Bored with success, Gurgeh travels to the Empire of Azad, cruel and incredibly wealthy, to try their fabulous game... a game so complex, so like life itself, that the winner becomes emperor. Mocked, blackmailed, almost murdered, Gurgeh accepts the game, and with it the challenge of his life – and very possibly his death.
Genre: Fiction, Science Fiction
The Player of Games belongs to my fiance. He has a HUGE sci-fi collection, so every now and again when I am in the mood for it, I have a great selection of science fiction to choose from. The Player of Games came highly recommended so I thought I would give it a go.

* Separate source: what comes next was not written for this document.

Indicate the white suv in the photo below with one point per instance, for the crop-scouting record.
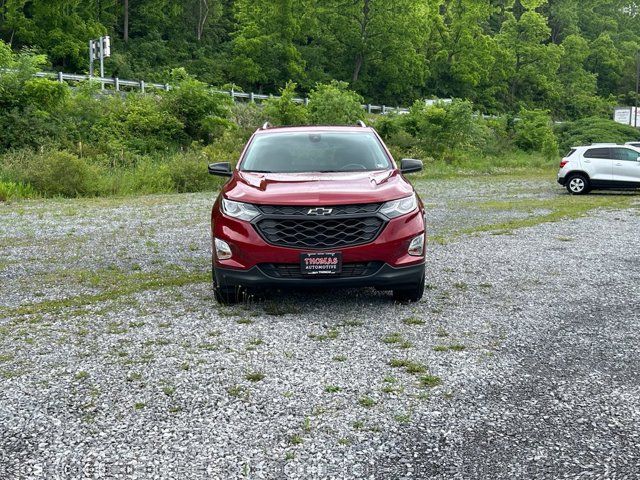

This novel follows Gurgeh, a brilliant Game Player who spends his days, you guessed it, playing games. He lives in The Culture, a utopian society of leisure where no one has to work, where humans and artificial intelligence live happily side by side, losing a limb isn't an issue as it can be grown back and people can change sex as they choose.
Those who live in The Culture can also choose to have drug glands, which allows the person to control their hormonal levels and release other chemicals as desired. This can range from sexual stimulants, relaxants, mind-altering substances and sensory enhancers. Game Players are allowed to use their drug glands as they see fit.
Basically this is a society where people can live their lives as they wish. Perfect. Gurgeh, however, is bored with his life. He is an excellent Game Player, he always wins and there is no challenge anymore. So when a game goes wrong, he jumps at the chance to travel to The Empire of Azad, where a game (also called Azad) is played.
Azad is a game unlike any Gurgeh has seen before. It is a huge game, in both size and length of play, used to determine the social and political rank of Azad's inhabitants. The winner of the ultimate game is made emperor.
Gurgeh is nervous at first as many of the Azad game players have been learning the game for many years, but he surprises everyone, himself included, when he does well at the game. A little too well for the liking of those in power.
Soon Gurgeh finds himself fighting to not only win the game, but for his life as the true nature of the game and the society of Azad is revealed.
What did I think?
I had read one Iain Banks novel previously, called The Wasp Factory. That novel was more of a work of Gothic fiction, which is obviously quite different to a science fiction novel. So I went into this book without any real expectations and because of that, I enjoyed it.
The Culture is an interesting society and I liked learning about it. I always enjoy reading about worlds that an author has created. So much goes into them and that really should be commended. It takes talent to write a novel, but it takes an even greater talent to create a whole new world or universe and write about it across many novels. This is exactly what Banks has done.
I also enjoyed the game play in this novel. I love to play board games myself, so it was an interesting concept that a man spends his life playing games. The premise is was original and well thought out, which made for a great read.
The depravity and horror seething under the society of Azad was also interesting... a good reminder things are never what they seem.
I would recommend this novel for anyone who likes science fiction and playing games. It really is a fun, interesting and original read.
Have you read anything by Iain M. Banks? Which novels would you recommend?